Revisiting distribution name normalization

Just sharing my own personal experience as a Python package user, developer and maintainer in both the PyPI and conda ecosystems, consistent display of a package’s display name vs. its normalized name is certainly important.

However, particularly in the large scientific Python community where both users and package authors are typically less well versed in the details of Python packaging but require large and diverse dependency stacks across different package managers to do their work, package names not following a consistent, standardized convention has posed no end of practical problems, well beyond mere aesthetics. I’ve lost count of the number of times colleagues (and myself) have wasted time and effort over trying to remember whether the import, PyPI package or Conda package name did or didn’t contain a _, - or ., or was UpperCamelCase or lowercase (since each can be different).

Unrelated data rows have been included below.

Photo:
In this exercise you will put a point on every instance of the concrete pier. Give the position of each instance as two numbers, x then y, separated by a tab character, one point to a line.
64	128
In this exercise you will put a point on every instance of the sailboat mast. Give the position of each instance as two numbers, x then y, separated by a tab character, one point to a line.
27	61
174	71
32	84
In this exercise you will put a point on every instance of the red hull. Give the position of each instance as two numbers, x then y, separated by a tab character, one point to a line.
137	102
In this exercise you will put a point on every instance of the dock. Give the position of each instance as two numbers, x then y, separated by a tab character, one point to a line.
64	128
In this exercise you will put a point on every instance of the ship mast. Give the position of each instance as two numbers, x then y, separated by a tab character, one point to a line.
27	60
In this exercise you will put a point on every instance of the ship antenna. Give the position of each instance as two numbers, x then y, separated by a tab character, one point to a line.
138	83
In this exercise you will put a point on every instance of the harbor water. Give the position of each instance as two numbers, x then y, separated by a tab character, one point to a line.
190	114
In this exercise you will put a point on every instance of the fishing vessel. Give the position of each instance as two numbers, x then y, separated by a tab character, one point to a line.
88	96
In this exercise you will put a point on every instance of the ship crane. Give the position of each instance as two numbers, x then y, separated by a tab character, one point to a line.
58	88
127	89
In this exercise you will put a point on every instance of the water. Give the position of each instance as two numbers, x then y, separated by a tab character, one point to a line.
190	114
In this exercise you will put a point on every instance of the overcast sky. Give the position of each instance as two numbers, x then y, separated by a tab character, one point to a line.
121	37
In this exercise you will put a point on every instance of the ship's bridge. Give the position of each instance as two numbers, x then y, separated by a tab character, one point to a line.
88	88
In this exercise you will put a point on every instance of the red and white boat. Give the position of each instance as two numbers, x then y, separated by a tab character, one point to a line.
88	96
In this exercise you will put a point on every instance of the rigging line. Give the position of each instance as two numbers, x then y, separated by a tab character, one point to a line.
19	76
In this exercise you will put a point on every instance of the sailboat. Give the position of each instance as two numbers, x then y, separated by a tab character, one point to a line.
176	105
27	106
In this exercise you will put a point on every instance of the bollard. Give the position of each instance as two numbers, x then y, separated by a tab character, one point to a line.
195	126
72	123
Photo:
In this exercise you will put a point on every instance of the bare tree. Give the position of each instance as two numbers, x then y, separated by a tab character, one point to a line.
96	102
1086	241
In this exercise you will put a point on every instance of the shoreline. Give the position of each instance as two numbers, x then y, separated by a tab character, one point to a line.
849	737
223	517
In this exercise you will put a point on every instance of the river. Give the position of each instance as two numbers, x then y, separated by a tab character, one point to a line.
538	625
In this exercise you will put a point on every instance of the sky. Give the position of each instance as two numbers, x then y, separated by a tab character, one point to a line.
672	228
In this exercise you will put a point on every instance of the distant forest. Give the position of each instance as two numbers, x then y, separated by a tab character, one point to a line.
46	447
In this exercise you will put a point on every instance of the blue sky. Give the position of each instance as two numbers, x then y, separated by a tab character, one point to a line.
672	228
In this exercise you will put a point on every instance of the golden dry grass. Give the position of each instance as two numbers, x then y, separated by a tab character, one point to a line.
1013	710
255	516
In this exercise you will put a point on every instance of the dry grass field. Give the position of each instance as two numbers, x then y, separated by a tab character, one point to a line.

Within the Conda ecosystem, names are generally normalized to lowercase, no dot, - as separators (though for common cases, auto-gendered metapackages exist as aliases for _ vs -), same as Linux and other package managers and I’ve found it to be much easier and more consistent to recall package names than on PyPI. And in many cases, (e.g. QtPy, a top-200 PyPI download package I maintain that sees heavy use on conda as well) the normalized name (qtpy) is actually the import name, not the project name in the metadata (QtPy) that someone long-forgotten set nearly a decade ago, when packaging conventions and knowledge were not as established as they are now.

Certainly, I don’t suggest requiring existing projects change or normalize their names, but at least as both a package user and author, normalizing user-provided names more aggressively on input, rather than less, to reduce the chance of package name confusion over aesthetic differences and the amount that users need to recall and worry about such things, is preferable to always having the display name aesthetically match whatever I (or the original author, who’s long since moved on) typed into the name field many years ago (though of course, tools still can and should display that name to users).

To add, as a package user, I’d rather work with a package with a consistent name following standard conventions that was easy to remember, than one with oddball aesthetics. As a package author, I’d much rather minimize the frustration and maximize the ease at which users install and update my package than impose particular aesthetic sensibilities, and there being an established standard to follow is much preferable to having to Google and bikeshed over how I should capitalize and punctuate the name that I will be stuck with. In fact, more normalization rather than less actually would, if anything give me more confidence rather than less if I really did want to use less conventional punctuation or capitalization, as I would be more confident that users would still find my package and not one benignly or maliciously similar.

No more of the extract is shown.